Aujourd'hui, il reste quelques 180 000 Parsis dans le monde, dont 50 000 à Bombay qu'ils ont contribué à fonder et à façonner. C'est en tout cas aujourd'hui une communauté qui s'étiole malgré les quelques grands empires parsis qui font encore bouger le monde de l'industrie et du commerce (les familles Tata et Godrej, par exemple) car un gros débat sur l'ouverture divise les Parsis : comment doit se transmettre la parsi-itude ? Est-elle le fait d'une transmission matrilinéaire, ou les deux parents doivent-ils être parsis pour que l'enfant soit considéré tel ? Et, peut-on se convertir au parsisme ? En 2003, la position orthodoxe a prévalu, dans le but évident de limiter au maximum
l'hexogamie. Mais comme dans toute communauté réduite, une vision élitiste et étroite conduit cette communauté à se réduire de plus en plus, et à vieillir. A continuer une telle politique restrictive, les Parsis d'Inde pourraient disparaître dans les prochaines décennies.
Au détour des rues et des immeubles, on reconnaît le temple parsi parce que... le plus souvent c'est écrit sur la façade... Mais aussi parce que les sculptures et les colonnes du temple rappellent sans conteste les éléments d'architecture de la Perse antique (retournez jeter un coup d'oeil à Korsabad). Les femmes parsie ont indianisé leur costume, et les plus traditionnelles portent donc le sari drapé sur l'épaule droite (et non gauche comme le font les Hindoues) ; les hommes quant à eux peuvent porter une calotte blanche ou de couleur, plus haute et rigide que la calotte musulmane. Si vous désirez en savoir plus sur les coutumes parsies et
le fonctionnement de cette communauté, allez vous régaler des romans de
Rohinton Mistry qui dépeint Bombay à travers des familles de cette communauté si étroitement liée
au destin de la ville ; mais rien qu'en faisant attention en vous promenant, vous verrez de nombreux éléments parsis autour de vous comme la "Parsi Dairy Farm" sur Princess Road ou bien à Fort, dans le coeur financier de la ville :
Le petit plus de la communauté parsie réside dans sa gestion des cadavres... Les corps morts ne devant toucher ni la terre ni le feu, ils ne peuvent donc subir la crémation ; ils sont donc exposés en haut des Tours du Silence (je vous en avais déjà parlé, elles se situent à Malabar Hill) où les vautours les déchiquètent. Mais les vautours sont en voie de disparition à Bombay ce qui pose un cas de conscience vraiment très important aux Parsis : que faire des cadavres désormais ?

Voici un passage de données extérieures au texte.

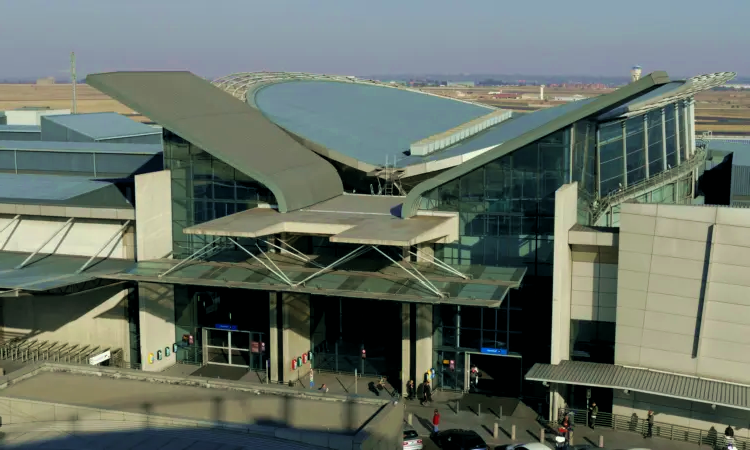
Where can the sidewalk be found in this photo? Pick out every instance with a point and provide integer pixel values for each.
(527, 430)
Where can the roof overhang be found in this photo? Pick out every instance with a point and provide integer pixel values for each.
(350, 219)
(359, 278)
(647, 381)
(413, 201)
(45, 272)
(230, 130)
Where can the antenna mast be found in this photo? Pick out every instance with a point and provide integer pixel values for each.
(73, 79)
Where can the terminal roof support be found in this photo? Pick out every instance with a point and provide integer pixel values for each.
(361, 250)
(440, 264)
(26, 261)
(203, 252)
(101, 249)
(276, 272)
(294, 253)
(421, 278)
(12, 221)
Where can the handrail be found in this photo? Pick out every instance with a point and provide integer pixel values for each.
(615, 198)
(635, 424)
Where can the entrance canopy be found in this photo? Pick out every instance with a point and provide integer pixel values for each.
(483, 286)
(643, 380)
(37, 272)
(348, 218)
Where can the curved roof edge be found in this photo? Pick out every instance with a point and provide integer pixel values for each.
(230, 130)
(411, 203)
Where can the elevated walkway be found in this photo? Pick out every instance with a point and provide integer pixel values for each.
(605, 204)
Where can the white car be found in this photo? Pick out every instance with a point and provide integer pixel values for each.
(528, 446)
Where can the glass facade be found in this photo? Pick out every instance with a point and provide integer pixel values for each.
(204, 188)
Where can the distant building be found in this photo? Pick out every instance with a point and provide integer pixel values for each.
(569, 98)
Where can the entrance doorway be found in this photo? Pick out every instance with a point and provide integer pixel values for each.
(501, 375)
(234, 348)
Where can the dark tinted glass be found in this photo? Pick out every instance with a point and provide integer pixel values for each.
(410, 434)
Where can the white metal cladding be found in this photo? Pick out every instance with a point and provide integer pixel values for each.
(643, 380)
(447, 138)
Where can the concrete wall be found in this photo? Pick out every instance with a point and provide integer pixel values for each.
(296, 333)
(157, 328)
(83, 237)
(423, 344)
(153, 214)
(594, 283)
(682, 412)
(566, 204)
(95, 317)
(684, 290)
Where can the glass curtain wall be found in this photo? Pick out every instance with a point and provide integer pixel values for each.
(635, 150)
(670, 130)
(204, 188)
(506, 208)
(611, 153)
(655, 142)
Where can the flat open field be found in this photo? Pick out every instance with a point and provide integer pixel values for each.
(59, 96)
(722, 112)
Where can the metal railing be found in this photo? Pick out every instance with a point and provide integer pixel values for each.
(634, 424)
(649, 184)
(30, 351)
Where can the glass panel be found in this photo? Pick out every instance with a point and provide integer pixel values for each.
(218, 355)
(636, 154)
(655, 140)
(670, 129)
(241, 340)
(218, 338)
(240, 358)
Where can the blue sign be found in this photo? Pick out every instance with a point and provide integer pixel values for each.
(495, 351)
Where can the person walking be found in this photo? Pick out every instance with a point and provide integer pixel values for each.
(594, 411)
(650, 422)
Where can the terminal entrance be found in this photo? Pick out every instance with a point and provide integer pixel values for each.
(235, 348)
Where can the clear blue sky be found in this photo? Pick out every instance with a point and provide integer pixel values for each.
(211, 38)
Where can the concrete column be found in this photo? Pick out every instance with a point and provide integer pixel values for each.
(423, 344)
(295, 316)
(566, 207)
(405, 346)
(156, 304)
(274, 351)
(153, 216)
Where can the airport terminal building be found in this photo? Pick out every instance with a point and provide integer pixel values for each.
(349, 225)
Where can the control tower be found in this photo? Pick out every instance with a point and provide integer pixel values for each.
(635, 73)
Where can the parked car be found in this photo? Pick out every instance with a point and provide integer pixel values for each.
(412, 441)
(460, 440)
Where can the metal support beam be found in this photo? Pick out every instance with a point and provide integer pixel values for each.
(101, 249)
(293, 253)
(12, 221)
(279, 274)
(426, 284)
(26, 261)
(197, 254)
(361, 250)
(440, 264)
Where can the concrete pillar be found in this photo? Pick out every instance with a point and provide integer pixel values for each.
(157, 317)
(295, 316)
(423, 344)
(274, 349)
(426, 253)
(566, 215)
(405, 346)
(153, 216)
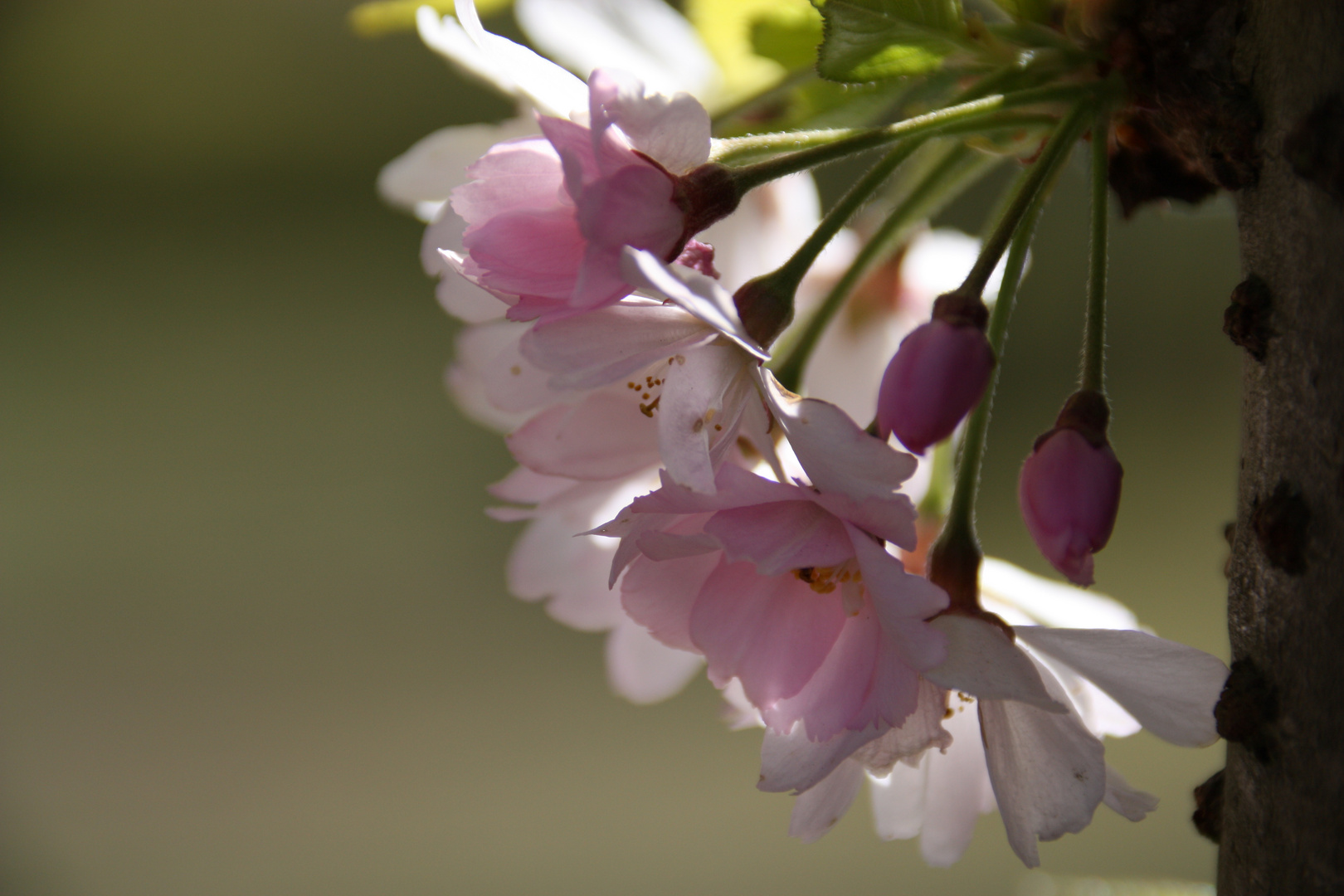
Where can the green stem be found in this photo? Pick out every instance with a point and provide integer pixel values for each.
(802, 260)
(933, 505)
(1094, 338)
(958, 535)
(1051, 156)
(782, 86)
(739, 149)
(761, 173)
(910, 210)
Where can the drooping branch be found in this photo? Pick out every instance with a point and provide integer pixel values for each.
(1283, 825)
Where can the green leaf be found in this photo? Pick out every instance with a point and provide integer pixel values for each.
(377, 17)
(875, 39)
(1027, 10)
(789, 35)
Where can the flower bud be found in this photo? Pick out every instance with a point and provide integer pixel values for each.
(765, 304)
(937, 375)
(1069, 489)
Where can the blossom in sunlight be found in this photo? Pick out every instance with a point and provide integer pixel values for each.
(548, 218)
(494, 383)
(934, 379)
(821, 625)
(893, 301)
(788, 587)
(1020, 724)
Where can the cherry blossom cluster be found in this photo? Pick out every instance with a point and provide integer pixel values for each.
(621, 308)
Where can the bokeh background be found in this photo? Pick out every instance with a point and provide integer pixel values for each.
(254, 635)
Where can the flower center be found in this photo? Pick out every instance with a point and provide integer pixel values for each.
(847, 577)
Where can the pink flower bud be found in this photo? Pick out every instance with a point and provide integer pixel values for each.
(1069, 494)
(933, 381)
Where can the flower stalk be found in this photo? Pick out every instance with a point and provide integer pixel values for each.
(955, 558)
(765, 304)
(851, 141)
(914, 206)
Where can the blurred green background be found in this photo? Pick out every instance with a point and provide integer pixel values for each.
(253, 629)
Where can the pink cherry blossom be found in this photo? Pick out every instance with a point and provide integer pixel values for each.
(548, 563)
(788, 590)
(548, 217)
(933, 381)
(1069, 492)
(1014, 726)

Quant à moi, n'écoutant que mon ventre, je suis allée dans un des plus anciens restaurants parsis de la ville (il doit avoir une dizaine d'années donc...), le "Jimmy Boy Café". Hein que ça fait parsi comme pas possible ?!? Non, je sais. En tout cas, n'y allons pas par quatre chemins : nous avons cassé la baraque aujourd'hui en prenant LE menu des spécialités parsies... à 6€. Pour patienter avant le début des réjouissances, rien de tel que quelques chips de sago (graines de tapioca) à tremper dans une sauce rouge douce et pimentée. Et en entrée, deux plats traditionnels : un poisson en sauce blanche sucrée et épicée (saas ni machhi), très bon même si j'ai préféré le plat de Tac, un délicieux poisson cuit à la vapeur dans une feuille de bananier et recouvert d'une pâte verte à base de noix de coco m'a-t-il semblé (patra ni machhi). Puis du poulet, mariné et frit pour moi, en sauce un peu sucrée aux oignons pour Tac (sali murghi), le tout accompagné de roti parsie, petites galettes fines et moelleuses. Un bon pulao (riz mélangé) de mouton ensuite, recouvert de dal, sauce aux lentilles, et je ne vous raconte même pas comme nous étions repus après tout ça. On a fini par un kulfi tout simple (glace indienne au lait ) et un délicieux flan au lait de coco, pistaches et cardamome. Désolée, les photos des plats n'ont rien rendu ; en revanche, on mange sur des feuilles de bananier (posées sur des assiettes ; plus au sud du pays, il y a juste la feuille) et on se lave les mains après les plats principaux avant de se jeter sur le dessert...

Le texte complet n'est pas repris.